Gerhard Heeke über Hackers

Szenenfoto Auf der ersten Jugendmesse Europas, der YOU '96, erlebte der Film für die Computergeneration der 90er seine Premiere. 'Hackers', so der Titel, zielt sowohl mit Story und Schauspielern, als auch mit der Kameraführung/Schnittechnik auf das jugendliche Publikum ab. Aber worum geht es überhaupt? Wieder um einen 'Weltweiten thermonuklearen Krieg' wie seinerzeit in Wargames Anfang der achtziger Jahre? Nein, natürlich nicht. Der kalte Krieg ist vergessen und der Film steht voll im Zeichen der political Correctness. Dementsprechend gilt es, eine globale Umweltkatastrophe zu verhindern.

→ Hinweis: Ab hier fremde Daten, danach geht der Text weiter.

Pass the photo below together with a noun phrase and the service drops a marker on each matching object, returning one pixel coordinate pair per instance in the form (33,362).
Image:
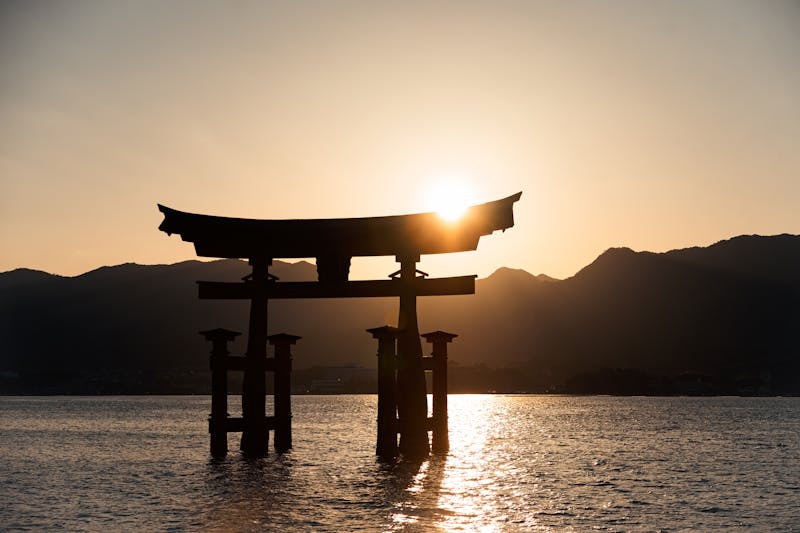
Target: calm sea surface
(517,463)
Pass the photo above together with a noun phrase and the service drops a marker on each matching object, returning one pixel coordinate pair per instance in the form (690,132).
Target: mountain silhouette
(723,318)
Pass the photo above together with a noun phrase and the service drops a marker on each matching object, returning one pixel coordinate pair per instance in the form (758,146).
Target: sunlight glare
(450,199)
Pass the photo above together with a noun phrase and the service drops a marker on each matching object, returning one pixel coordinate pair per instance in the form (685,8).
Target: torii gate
(334,242)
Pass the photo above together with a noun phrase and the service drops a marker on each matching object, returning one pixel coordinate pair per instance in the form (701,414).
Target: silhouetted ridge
(630,322)
(24,276)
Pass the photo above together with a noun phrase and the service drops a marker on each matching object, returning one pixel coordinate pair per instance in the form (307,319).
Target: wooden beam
(236,424)
(215,290)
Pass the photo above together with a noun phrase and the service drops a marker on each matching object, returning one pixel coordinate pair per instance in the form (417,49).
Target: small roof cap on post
(383,332)
(283,338)
(219,334)
(439,336)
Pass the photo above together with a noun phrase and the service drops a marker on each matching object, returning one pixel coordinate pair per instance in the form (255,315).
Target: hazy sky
(653,125)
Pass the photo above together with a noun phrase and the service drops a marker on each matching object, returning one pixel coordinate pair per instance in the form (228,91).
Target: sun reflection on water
(463,490)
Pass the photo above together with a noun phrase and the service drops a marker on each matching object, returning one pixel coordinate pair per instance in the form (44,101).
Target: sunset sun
(450,200)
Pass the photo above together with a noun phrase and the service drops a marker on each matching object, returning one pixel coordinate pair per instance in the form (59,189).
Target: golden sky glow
(649,125)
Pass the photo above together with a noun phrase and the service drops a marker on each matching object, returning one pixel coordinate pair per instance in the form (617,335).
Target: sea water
(516,463)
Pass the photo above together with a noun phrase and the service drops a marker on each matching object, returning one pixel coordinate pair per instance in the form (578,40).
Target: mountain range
(717,319)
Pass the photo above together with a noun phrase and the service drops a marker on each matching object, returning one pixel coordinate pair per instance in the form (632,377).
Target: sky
(651,125)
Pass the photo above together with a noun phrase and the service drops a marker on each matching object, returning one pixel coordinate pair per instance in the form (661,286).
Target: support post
(283,389)
(412,402)
(439,339)
(255,435)
(219,339)
(386,444)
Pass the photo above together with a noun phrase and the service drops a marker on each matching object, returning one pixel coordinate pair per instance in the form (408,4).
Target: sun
(450,200)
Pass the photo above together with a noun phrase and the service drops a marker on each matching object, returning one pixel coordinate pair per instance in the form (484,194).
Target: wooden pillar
(386,444)
(283,389)
(255,435)
(440,339)
(217,422)
(412,403)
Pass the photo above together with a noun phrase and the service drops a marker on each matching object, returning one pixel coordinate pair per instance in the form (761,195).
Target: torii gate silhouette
(334,242)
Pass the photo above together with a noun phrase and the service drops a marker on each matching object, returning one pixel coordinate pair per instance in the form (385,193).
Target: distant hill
(724,318)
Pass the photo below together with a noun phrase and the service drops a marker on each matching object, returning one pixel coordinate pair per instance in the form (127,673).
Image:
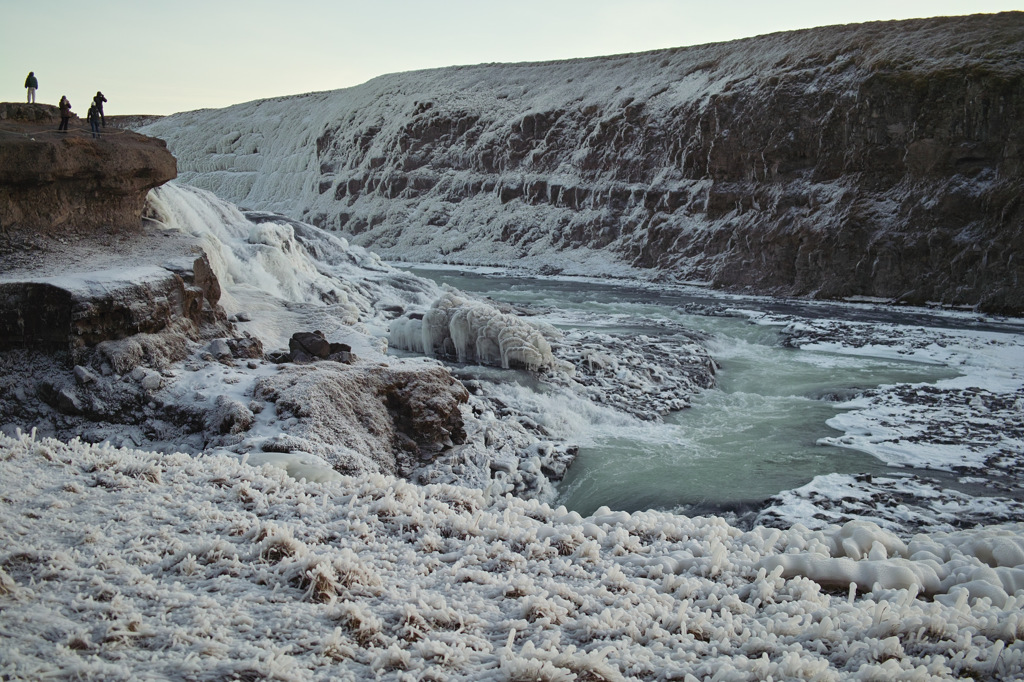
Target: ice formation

Der Hacker Dade, alias Zero Cool (gespielt von Johnny Lee Miller), war schon als Kind ein Computergenie. Leider nutzte er seine Genialität dazu, sich in fremde Computersysteme einzuhacken. Er wurde erwischt und vom Gericht mit einem siebenjährigen Computerverbot belegt. Zeitsprung. Nach diesen sieben Jahren ziehen Dade und seine Mutter nach New York. An der High School nutzt er seine, anscheinend immer noch aktuellen, Computerkenntnisse um in den gleichen Kurs wie die sehr attraktive Hackerin Kate (Angelina Jolie) zu kommen. Zusammen mit ein paar anderen Jugendlichen machen sie sich einen Spaß daraus, sich in Computersysteme zu hacken. Leider kommen sie dabei dem Computersystemexperten 'The Plague' (Fisher Stevens) in die Quere. Der hat ein Computerprogramm entwickelt, das seinen Arbeitgeber um 25 Mio. US-$ erleichtern soll. Ein Virus, zur Ablenkung von ihm eingespielt, droht durch das Kentern von Supertankern, eine weltweite Umweltkatastrophe auszulösen. Die jugendlichen Hacker werden vom FBI als Verursacher des Virus ausgemacht und als Terroristen gejagt...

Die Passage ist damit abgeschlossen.